Reference edition:
Rhetores Latini Minores, ex codicibus maximam partem primum adhibitis emendabat Carolus Halm, Lipsiae 1863, 561-563 (Bibliotheca Scriptorum Graecorum et Romanorum Teubneriana).
Emporius’ short treatise De ethopoeia condenses instructions related to the practice of shaping a person’s character and ethical profile (561, 2-3 – 562, 9 Halm). Pirovano considers the presence of the progymnasmata in an intermediary program between that of a grammaticus and a rhetor to be original to Emporius and typically Roman, in contrast to the practice of Greek schools, which always treated them as the prerogative of rhetoric teachers (Pirovano 2008: 199-202).
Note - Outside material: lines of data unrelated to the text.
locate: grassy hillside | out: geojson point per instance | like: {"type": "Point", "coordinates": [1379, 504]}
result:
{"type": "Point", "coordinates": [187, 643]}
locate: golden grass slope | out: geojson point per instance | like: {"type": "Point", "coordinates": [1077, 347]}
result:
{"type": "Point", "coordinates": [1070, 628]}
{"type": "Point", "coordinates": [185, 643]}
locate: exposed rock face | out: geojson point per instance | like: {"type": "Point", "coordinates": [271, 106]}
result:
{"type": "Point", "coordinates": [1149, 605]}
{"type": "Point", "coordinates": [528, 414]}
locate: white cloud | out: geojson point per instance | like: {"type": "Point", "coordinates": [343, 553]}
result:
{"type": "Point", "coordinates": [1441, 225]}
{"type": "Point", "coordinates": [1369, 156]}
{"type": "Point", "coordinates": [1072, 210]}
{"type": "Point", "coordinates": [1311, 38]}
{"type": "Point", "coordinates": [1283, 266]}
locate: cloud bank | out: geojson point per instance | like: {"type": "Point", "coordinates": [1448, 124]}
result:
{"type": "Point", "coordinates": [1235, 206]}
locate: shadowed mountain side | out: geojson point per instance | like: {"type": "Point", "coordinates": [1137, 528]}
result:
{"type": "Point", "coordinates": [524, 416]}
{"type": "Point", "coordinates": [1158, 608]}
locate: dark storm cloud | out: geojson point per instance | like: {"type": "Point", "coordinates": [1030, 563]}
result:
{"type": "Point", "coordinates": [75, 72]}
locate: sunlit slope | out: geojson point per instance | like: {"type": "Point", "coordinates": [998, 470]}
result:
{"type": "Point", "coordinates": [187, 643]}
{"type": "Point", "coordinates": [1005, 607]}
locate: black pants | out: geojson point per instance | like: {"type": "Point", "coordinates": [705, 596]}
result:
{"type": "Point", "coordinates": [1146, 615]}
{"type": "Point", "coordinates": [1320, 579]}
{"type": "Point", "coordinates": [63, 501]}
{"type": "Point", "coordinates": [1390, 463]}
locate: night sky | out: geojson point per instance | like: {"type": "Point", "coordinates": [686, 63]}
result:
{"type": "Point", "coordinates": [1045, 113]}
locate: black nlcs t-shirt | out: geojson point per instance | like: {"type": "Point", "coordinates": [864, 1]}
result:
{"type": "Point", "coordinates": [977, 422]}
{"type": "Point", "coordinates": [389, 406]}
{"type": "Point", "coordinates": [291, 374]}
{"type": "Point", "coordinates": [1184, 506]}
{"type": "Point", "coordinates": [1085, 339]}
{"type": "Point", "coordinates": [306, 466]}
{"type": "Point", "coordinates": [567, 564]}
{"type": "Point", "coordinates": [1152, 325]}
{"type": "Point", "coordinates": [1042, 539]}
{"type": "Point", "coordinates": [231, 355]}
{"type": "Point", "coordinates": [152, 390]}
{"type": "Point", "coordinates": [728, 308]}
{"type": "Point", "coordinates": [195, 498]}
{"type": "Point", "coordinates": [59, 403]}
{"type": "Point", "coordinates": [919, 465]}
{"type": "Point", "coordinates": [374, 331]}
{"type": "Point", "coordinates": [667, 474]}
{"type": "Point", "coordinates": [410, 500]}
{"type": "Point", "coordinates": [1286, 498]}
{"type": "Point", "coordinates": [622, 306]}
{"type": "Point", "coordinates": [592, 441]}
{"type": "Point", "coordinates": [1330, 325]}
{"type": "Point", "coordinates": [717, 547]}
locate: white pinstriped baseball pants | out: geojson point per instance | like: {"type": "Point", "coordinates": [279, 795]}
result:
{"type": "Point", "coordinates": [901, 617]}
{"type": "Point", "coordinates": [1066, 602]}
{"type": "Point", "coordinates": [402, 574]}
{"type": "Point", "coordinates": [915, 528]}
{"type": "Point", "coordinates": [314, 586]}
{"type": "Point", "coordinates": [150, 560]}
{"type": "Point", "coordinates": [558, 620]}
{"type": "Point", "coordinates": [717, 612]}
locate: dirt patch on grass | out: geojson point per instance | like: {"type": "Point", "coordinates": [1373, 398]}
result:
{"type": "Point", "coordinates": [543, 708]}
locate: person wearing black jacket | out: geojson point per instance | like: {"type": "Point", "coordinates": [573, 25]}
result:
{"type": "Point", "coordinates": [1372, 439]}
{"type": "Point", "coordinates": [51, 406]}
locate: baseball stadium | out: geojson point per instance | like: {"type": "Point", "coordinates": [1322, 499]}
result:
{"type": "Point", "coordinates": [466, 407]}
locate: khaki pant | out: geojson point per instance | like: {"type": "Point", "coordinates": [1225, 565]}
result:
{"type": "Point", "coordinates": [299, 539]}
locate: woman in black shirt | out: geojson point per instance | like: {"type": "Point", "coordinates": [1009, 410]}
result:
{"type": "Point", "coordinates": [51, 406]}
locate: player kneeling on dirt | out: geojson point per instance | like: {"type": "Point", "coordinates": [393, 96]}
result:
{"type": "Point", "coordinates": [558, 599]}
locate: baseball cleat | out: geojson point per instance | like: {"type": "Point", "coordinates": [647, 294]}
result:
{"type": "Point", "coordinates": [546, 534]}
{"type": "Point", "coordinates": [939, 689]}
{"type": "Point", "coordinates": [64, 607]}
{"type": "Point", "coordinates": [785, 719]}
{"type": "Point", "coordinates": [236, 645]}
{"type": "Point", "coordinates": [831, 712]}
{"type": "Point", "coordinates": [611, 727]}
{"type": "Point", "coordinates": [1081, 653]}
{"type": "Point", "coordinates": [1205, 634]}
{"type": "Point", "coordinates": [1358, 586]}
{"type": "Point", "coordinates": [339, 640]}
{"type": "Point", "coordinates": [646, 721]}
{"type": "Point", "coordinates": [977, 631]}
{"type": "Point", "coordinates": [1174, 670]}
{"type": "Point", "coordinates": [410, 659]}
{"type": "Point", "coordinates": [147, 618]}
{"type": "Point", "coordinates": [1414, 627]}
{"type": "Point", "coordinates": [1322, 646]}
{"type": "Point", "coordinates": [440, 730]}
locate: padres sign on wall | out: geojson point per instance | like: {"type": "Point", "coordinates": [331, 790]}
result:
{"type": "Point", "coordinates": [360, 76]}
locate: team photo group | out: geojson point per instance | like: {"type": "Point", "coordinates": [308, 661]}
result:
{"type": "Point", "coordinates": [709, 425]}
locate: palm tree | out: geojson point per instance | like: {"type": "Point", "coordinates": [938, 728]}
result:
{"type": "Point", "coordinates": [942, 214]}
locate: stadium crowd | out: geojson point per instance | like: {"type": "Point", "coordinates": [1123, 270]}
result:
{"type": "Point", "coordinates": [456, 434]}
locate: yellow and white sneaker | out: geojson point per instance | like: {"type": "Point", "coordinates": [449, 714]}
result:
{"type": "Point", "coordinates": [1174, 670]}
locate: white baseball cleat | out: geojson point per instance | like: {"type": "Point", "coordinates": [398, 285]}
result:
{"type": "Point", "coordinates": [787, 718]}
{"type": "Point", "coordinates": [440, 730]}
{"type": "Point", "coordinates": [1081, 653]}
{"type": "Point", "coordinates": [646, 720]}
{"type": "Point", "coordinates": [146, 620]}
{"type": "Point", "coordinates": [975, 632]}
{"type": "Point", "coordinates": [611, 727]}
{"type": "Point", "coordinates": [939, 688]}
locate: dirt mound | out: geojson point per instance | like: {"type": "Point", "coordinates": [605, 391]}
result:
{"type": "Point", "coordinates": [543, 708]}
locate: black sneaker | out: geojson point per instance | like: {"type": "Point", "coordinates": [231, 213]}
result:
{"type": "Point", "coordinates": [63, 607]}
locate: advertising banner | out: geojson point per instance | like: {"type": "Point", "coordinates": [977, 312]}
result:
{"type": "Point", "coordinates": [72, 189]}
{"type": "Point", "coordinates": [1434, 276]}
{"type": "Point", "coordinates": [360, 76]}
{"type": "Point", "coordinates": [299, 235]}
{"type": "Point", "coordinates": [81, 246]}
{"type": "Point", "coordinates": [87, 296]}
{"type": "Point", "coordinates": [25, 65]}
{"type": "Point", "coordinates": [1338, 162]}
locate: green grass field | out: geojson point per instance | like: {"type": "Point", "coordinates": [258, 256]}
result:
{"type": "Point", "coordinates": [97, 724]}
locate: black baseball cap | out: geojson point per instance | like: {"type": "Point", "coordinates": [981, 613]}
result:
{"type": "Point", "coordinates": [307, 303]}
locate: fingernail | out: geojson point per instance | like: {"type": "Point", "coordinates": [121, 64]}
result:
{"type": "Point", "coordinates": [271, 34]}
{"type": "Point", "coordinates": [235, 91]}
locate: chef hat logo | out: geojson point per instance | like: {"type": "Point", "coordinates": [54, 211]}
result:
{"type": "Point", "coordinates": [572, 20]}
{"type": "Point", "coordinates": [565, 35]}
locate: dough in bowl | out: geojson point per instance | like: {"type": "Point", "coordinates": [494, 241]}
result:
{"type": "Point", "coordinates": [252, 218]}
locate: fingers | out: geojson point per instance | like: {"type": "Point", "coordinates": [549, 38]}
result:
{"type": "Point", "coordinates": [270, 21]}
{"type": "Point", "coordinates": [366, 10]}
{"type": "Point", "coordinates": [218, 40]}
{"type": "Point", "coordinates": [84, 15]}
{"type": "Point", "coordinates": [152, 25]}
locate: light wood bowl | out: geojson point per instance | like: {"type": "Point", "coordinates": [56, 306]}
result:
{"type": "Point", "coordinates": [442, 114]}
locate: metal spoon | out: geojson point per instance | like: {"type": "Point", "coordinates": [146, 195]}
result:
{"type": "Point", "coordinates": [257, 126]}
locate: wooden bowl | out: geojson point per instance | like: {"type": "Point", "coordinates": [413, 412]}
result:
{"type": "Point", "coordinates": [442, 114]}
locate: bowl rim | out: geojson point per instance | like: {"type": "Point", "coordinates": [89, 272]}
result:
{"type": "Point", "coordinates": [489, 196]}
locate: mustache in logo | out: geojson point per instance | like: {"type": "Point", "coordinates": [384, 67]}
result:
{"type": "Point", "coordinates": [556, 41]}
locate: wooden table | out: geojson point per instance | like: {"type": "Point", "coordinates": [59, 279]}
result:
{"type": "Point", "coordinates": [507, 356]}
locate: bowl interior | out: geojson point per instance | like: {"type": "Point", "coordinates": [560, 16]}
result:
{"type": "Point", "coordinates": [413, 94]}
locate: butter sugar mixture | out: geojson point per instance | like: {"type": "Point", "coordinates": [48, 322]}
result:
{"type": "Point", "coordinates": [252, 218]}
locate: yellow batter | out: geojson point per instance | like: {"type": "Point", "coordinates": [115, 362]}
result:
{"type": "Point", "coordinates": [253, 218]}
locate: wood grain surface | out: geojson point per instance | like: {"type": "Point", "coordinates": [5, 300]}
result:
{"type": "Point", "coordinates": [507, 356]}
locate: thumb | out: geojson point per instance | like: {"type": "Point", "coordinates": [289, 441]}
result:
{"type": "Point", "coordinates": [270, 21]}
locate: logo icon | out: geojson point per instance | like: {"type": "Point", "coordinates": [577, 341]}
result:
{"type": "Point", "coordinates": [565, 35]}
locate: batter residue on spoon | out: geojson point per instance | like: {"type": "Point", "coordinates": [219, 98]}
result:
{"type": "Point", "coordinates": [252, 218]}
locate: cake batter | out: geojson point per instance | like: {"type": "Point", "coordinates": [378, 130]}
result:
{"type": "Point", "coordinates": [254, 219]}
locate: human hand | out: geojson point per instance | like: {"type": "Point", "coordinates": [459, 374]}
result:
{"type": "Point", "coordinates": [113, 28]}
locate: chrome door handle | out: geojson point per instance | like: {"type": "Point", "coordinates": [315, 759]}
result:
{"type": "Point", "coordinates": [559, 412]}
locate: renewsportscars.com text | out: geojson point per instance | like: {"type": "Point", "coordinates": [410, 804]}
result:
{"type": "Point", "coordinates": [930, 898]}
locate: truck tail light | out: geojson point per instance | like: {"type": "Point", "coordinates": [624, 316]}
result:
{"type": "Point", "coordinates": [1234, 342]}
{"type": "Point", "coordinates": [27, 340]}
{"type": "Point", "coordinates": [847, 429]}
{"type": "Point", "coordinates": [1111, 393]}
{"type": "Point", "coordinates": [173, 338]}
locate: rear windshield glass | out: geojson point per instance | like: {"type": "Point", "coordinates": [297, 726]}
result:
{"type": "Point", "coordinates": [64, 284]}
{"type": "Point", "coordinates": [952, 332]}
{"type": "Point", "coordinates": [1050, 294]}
The treatise has many terminological similarities with works of the Latin rhetorical tradition, e.g. those of Julius Victor and Julius Rufinianus. It gives special attention to the shaping of affects and emotions that are not innate to a person, but that can nevertheless define him in certain circumstances. The work discusses pathopoeia, i.e. the shaping of pathos (562, 10-25 Halm); pragmatics, i.e. description of the concrete elements related to the handling of a case (562, 26-9 Halm); and prosopopeia, i.e. the procedures for shaping a speaker’s persona using words appropriate to the dispute in which he finds himself operating (562, 30 Halm – 563, 21 Halm). The work ends very quickly by suggesting that the progymnasmata are a narratio and fabula, a fact that confirms the work is an excerptum. [A. Balbo; tr. C. L. Caterine].